Festa em SP resgata músicos como Ritchie, Kid Vinil e Leoni e consolida o revival dos anos 80

THIAGO NEY
DA REPORTAGEM LOCAL

Os anos 80 chegaram há 20 anos. Os anos 80 chegaram há dois anos. Os anos 80 chegam amanhã.
Bandas de sucesso na década de 80 como Legião Urbana, Titãs, Paralamas do Sucesso, Engenheiros do Hawaii, Barão Vermelho e Capital Inicial comeram grande parte do bolo e se lambuzaram pelos anos 90. Mas gente como Leo Jaime, Ritchie, Leoni, Kid Vinil e Roger Moreira foi desconvidada da festa após degustar algumas fatias. Agora, eles vieram buscar as partes que lhes cabiam.

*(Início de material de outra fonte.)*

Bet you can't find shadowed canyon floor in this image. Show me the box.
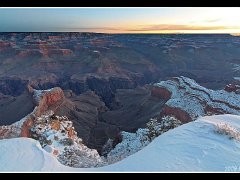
[0,33,240,152]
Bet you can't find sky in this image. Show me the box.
[0,7,240,34]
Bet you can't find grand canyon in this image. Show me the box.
[0,32,240,171]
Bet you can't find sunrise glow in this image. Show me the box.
[0,7,240,34]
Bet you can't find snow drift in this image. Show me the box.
[0,115,240,171]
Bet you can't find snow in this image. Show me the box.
[31,111,104,167]
[33,88,54,102]
[155,76,240,119]
[0,115,240,172]
[233,77,240,81]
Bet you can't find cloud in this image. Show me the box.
[190,18,222,24]
[125,24,240,31]
[205,18,221,22]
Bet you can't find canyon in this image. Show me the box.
[0,33,240,154]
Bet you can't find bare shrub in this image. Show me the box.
[215,123,240,141]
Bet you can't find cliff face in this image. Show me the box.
[34,87,64,117]
[152,76,240,123]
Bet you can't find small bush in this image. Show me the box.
[216,123,240,141]
[60,138,73,146]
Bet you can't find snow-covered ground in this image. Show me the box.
[0,115,240,172]
[154,76,240,119]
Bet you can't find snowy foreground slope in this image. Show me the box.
[0,115,240,172]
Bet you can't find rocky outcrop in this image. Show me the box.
[152,76,240,123]
[160,105,192,123]
[0,77,28,96]
[151,86,171,100]
[224,84,240,94]
[34,87,64,117]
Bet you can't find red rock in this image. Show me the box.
[20,115,34,137]
[35,87,64,117]
[151,87,172,100]
[224,84,240,92]
[160,105,192,123]
[53,149,59,156]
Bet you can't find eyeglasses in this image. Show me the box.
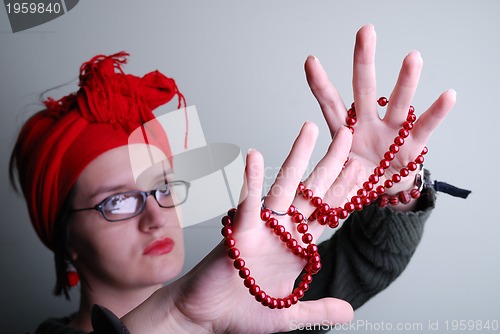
[71,181,190,222]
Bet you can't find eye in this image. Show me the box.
[103,193,140,214]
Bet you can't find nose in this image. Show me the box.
[139,196,169,232]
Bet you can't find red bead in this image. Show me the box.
[260,209,271,221]
[292,212,304,224]
[276,298,285,310]
[377,186,385,195]
[286,239,297,249]
[344,202,355,213]
[392,174,401,183]
[311,196,323,208]
[363,181,373,191]
[384,151,394,161]
[292,245,304,255]
[280,232,292,242]
[368,174,379,184]
[227,248,240,260]
[378,194,389,208]
[66,270,80,288]
[221,225,233,238]
[389,144,399,153]
[379,159,391,169]
[311,263,321,274]
[266,218,279,229]
[403,121,413,131]
[274,225,285,236]
[309,253,321,263]
[238,267,250,278]
[345,117,357,126]
[268,297,278,310]
[227,208,237,219]
[293,287,304,299]
[302,233,313,244]
[351,196,361,204]
[221,216,232,226]
[398,128,410,138]
[415,155,425,164]
[260,295,271,306]
[316,215,328,225]
[328,215,339,228]
[298,282,309,291]
[297,223,309,233]
[233,258,245,270]
[248,284,260,296]
[377,96,389,107]
[357,189,368,198]
[408,161,418,172]
[398,191,411,204]
[373,166,385,176]
[410,189,421,199]
[224,237,236,248]
[302,189,313,199]
[307,244,318,254]
[389,196,399,206]
[394,136,405,146]
[255,290,267,303]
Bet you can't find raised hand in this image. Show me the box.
[305,25,456,206]
[124,123,358,333]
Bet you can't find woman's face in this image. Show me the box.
[68,146,184,289]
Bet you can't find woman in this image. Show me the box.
[11,25,455,333]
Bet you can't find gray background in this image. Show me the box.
[0,0,500,333]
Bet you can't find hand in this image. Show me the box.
[123,123,357,333]
[305,25,456,207]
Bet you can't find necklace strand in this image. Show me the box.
[221,97,428,309]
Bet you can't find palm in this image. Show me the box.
[305,25,455,196]
[169,124,355,333]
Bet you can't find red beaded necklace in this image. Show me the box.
[222,97,428,309]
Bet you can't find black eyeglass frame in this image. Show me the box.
[70,180,191,222]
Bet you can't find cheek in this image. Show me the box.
[69,222,139,275]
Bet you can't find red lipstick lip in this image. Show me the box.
[143,237,175,255]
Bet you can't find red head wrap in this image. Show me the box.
[13,52,185,249]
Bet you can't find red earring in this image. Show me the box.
[66,269,80,288]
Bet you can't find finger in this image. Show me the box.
[352,24,378,120]
[384,51,423,127]
[293,127,352,217]
[323,158,361,207]
[265,122,318,212]
[277,298,354,331]
[304,56,347,137]
[233,149,264,231]
[412,89,457,146]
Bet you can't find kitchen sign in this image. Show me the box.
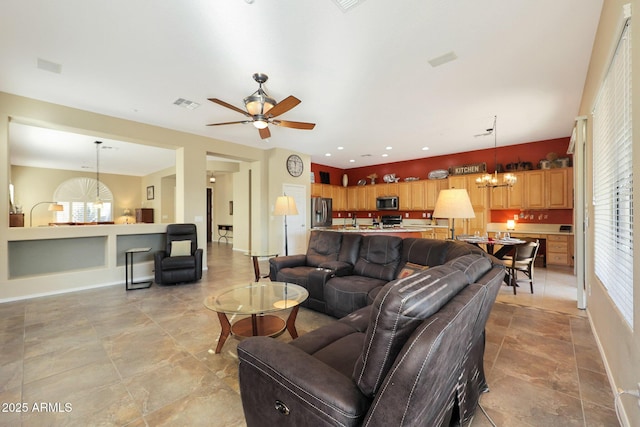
[449,162,487,175]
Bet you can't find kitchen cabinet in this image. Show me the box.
[376,182,400,196]
[331,185,347,211]
[136,208,153,224]
[9,213,24,227]
[545,168,573,209]
[311,184,324,197]
[424,179,447,210]
[489,168,573,209]
[407,181,426,211]
[347,187,360,211]
[398,182,411,211]
[546,234,573,266]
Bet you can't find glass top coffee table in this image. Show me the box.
[204,282,309,353]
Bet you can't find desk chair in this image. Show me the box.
[500,240,540,295]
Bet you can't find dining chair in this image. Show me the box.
[500,240,540,295]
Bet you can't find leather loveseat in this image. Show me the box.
[238,252,504,427]
[269,230,488,318]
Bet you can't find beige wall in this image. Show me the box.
[577,0,640,426]
[0,92,296,301]
[11,166,142,227]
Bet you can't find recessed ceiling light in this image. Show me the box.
[173,98,200,110]
[333,0,364,12]
[38,58,62,74]
[429,52,458,68]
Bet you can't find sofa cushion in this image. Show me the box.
[443,240,489,264]
[401,237,451,268]
[276,266,316,288]
[324,276,388,318]
[307,230,342,267]
[354,236,402,282]
[353,266,469,397]
[445,254,492,283]
[161,256,196,271]
[396,262,429,279]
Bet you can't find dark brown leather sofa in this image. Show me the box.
[238,252,504,427]
[269,230,488,318]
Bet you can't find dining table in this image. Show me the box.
[460,236,527,259]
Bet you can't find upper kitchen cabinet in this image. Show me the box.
[546,168,573,209]
[489,168,573,209]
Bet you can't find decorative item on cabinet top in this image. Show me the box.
[427,169,449,179]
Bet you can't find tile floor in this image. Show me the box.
[0,243,618,427]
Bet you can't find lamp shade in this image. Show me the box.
[433,188,476,218]
[273,196,298,216]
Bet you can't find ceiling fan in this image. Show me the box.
[207,73,315,139]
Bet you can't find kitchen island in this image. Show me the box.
[313,225,448,239]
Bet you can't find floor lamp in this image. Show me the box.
[433,188,476,239]
[273,195,298,255]
[29,202,64,227]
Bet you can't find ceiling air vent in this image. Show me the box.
[333,0,364,12]
[173,98,200,110]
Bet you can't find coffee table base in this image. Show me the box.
[216,306,299,354]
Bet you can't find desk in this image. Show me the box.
[246,252,278,282]
[204,282,309,353]
[124,248,153,291]
[460,237,527,258]
[218,224,233,243]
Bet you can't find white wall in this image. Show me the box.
[576,0,640,426]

Já ouvidas e celebradas em cidades como Fortaleza, Rio Branco (AC) e Rio de Janeiro, hits pegajosos como "Inútil", "Gatinha Manhosa", "Fixação" e "Menina Veneno" serão entoados neste sábado, no DirecTV Music Hall -o então Palace "naquela época"-, durante a "Festa Geração 80".

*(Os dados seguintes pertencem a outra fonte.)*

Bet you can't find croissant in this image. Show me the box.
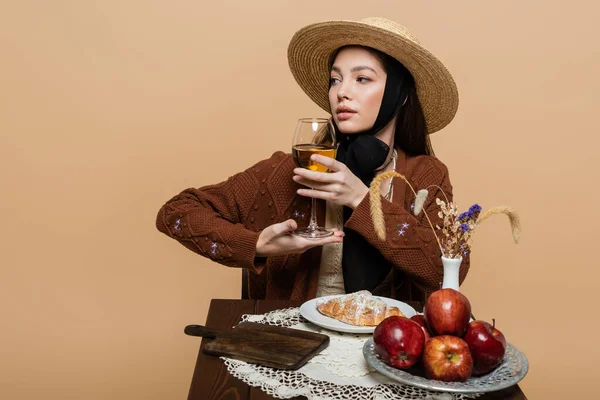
[317,290,405,326]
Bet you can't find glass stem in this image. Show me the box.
[308,189,319,231]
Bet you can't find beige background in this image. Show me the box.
[0,0,600,399]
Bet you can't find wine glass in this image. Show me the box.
[292,118,338,239]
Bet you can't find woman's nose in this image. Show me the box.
[337,81,350,101]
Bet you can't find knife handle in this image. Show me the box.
[183,325,219,339]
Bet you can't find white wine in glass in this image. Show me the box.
[292,118,338,238]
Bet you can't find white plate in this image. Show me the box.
[300,295,417,333]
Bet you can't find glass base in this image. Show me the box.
[292,226,333,239]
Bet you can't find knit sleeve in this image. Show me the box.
[156,152,281,273]
[345,158,470,293]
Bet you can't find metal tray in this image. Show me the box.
[363,337,529,393]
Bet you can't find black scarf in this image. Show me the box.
[334,58,408,293]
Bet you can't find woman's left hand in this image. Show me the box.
[293,154,369,209]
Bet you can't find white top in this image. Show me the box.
[317,202,346,297]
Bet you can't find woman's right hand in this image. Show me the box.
[256,219,344,257]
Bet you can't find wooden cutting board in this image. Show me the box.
[184,322,329,370]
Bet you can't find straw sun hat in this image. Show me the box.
[288,17,458,133]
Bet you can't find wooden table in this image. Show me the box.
[182,300,527,400]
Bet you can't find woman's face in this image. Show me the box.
[329,47,387,134]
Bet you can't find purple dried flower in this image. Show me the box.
[469,204,481,215]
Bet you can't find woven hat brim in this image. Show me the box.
[288,21,458,134]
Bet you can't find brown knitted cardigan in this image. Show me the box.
[156,149,470,301]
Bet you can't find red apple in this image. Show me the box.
[423,335,473,382]
[410,314,431,341]
[423,289,471,337]
[464,320,506,376]
[373,316,425,369]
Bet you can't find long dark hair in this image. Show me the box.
[329,46,435,156]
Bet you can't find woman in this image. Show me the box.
[157,18,469,300]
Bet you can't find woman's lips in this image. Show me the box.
[337,111,356,121]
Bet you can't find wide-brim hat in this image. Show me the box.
[288,17,458,133]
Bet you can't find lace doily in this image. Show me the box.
[221,308,479,400]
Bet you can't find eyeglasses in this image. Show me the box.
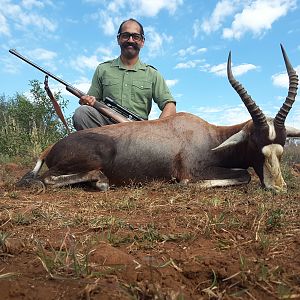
[118,32,144,42]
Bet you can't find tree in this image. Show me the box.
[0,80,70,157]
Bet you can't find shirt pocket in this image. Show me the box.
[102,78,121,100]
[132,80,152,103]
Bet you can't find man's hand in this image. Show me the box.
[159,102,176,119]
[79,95,97,106]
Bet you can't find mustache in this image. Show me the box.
[122,42,140,50]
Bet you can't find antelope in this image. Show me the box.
[18,45,300,192]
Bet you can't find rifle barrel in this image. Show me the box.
[9,49,69,86]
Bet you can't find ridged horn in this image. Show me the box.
[227,51,267,127]
[274,44,298,128]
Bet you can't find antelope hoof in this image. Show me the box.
[96,181,109,192]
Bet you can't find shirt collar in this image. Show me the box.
[111,56,146,71]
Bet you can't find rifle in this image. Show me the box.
[9,49,143,126]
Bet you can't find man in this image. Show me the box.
[73,19,176,130]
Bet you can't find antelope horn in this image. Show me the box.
[274,44,298,128]
[227,51,267,127]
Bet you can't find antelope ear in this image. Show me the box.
[211,130,248,151]
[285,126,300,137]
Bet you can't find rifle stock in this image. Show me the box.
[9,49,132,123]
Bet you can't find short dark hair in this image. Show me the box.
[118,18,144,36]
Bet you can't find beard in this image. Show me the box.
[120,42,140,59]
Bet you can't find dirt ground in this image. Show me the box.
[0,164,300,300]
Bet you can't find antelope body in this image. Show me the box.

O evento é mais um -e um dos maiores- tentáculos de uma já estabelecida "indústria dos anos 80". É uma indústria que iniciou como reciclagem e agora se auto-recicla. Há pouco mais de dois anos, Gang of Four e Duran Duran voltaram à moda, por meio de bandas como Rapture e Fischerspooner. Grupos até então afastados do mundo pop, hoje Gang of Four e Duran Duran excursionam pela Inglaterra.
O Brasil entrou na onda. Livros sobre a década foram lançados (o mais proeminente, "Quem Tem um Sonho Não Dança", de Guilherme Bryan), festas foram criadas (em São Paulo, a Trash 80's lota nas quatro noites semanais) e carreiras foram ressuscitadas.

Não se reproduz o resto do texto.